On that note, I did not manage to add atmospheric rotation into this project, despite it being present in the c++ version. This was due to the way in which I generated the terrain, which would not be able to a) generate fast enough or b) generate spherically around the Mars radius, had I added rotation. Given more time however, I would have been interested to try and generate the terrain spherically to allow rotation, since the only modifications would be the location of the terrain chunks, and the method of generating the vertices. Additionally, my GCM does not account for the Coriolis atmospheric rotation which would be present in a real life atmosphere, as this cannot be done without fully implementing atmospheric rotation.

The last thing which would have been a nice small touch to implement would have been a more gradual increase to the wind velocity when entering the exosphere.
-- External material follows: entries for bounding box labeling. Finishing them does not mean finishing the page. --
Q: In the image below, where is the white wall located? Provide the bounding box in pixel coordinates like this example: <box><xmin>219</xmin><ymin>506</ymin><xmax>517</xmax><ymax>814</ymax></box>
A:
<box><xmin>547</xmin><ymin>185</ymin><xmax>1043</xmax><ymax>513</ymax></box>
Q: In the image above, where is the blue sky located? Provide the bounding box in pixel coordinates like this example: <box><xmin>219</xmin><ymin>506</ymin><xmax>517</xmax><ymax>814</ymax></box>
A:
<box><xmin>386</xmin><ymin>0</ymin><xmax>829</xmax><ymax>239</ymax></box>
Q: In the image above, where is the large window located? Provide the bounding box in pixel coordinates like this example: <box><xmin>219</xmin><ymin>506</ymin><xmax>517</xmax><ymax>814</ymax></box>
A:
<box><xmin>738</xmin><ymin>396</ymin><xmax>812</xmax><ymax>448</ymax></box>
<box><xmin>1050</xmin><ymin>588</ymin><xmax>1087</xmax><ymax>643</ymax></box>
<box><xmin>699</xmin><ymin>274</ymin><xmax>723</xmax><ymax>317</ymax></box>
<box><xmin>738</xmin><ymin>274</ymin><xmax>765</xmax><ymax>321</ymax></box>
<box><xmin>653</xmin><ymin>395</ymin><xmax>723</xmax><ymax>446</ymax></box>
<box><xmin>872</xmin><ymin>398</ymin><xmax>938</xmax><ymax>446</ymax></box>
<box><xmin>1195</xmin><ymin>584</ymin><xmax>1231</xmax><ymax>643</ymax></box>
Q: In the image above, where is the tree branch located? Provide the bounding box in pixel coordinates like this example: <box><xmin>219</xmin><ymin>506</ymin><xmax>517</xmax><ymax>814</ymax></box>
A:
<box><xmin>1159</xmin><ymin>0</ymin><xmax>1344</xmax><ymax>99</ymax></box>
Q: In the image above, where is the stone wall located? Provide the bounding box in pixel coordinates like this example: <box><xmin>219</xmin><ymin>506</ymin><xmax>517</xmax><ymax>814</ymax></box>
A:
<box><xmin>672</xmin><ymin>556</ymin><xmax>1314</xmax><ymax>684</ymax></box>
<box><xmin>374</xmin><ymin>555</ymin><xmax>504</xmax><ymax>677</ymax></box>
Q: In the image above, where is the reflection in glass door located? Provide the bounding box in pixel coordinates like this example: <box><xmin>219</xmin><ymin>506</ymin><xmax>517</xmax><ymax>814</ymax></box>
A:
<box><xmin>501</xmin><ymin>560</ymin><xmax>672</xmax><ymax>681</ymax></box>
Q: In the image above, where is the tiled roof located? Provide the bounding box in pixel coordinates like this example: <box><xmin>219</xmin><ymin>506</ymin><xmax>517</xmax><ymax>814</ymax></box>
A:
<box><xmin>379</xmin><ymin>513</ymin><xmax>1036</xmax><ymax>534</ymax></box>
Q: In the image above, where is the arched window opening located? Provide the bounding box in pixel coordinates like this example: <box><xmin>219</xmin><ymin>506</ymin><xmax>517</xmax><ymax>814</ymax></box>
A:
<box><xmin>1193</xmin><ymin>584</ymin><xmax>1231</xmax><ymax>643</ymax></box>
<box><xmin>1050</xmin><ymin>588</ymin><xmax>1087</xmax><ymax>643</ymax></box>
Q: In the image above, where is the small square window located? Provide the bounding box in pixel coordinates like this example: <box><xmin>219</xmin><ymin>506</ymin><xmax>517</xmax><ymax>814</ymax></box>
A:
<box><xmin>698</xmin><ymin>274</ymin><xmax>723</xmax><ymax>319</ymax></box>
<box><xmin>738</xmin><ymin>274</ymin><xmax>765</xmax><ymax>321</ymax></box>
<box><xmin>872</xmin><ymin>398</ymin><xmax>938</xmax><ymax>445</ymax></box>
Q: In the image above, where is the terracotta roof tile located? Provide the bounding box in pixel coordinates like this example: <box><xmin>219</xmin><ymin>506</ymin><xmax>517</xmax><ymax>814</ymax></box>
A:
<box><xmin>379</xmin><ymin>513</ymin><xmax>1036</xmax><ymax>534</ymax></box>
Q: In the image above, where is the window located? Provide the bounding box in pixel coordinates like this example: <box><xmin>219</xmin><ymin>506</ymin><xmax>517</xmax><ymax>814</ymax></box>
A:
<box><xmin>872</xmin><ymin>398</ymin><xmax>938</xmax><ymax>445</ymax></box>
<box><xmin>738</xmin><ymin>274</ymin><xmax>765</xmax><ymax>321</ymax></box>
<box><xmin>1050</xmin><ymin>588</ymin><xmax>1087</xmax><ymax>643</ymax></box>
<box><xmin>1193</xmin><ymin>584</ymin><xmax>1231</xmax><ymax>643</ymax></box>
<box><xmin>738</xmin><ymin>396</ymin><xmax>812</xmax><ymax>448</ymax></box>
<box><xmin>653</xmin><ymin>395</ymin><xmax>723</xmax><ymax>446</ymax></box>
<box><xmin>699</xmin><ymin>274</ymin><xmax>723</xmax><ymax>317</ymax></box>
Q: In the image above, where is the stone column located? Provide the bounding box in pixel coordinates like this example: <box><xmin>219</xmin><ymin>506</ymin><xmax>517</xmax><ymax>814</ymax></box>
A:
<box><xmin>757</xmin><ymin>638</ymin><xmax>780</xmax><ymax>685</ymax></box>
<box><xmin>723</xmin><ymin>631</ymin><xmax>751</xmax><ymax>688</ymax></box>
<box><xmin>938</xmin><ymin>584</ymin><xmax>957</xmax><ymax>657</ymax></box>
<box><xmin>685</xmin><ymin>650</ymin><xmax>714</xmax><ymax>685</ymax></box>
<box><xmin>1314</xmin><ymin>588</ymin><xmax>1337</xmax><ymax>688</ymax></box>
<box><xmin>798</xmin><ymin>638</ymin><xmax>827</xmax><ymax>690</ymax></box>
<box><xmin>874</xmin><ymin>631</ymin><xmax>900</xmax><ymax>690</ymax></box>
The current GCM starts the wind immediately the lander enters the exosphere, which is naturally unrealistic.

Overall, I found this project to be a brilliant learning experience for programming, front end web development and graphics. Since this was my first time using three.js, OpenGL, c++ and the trio of HTML, CSS and JavaScript, I am massively pleased that the overall project went so smoothly in hindsight, and hope to continue projects like this in the future!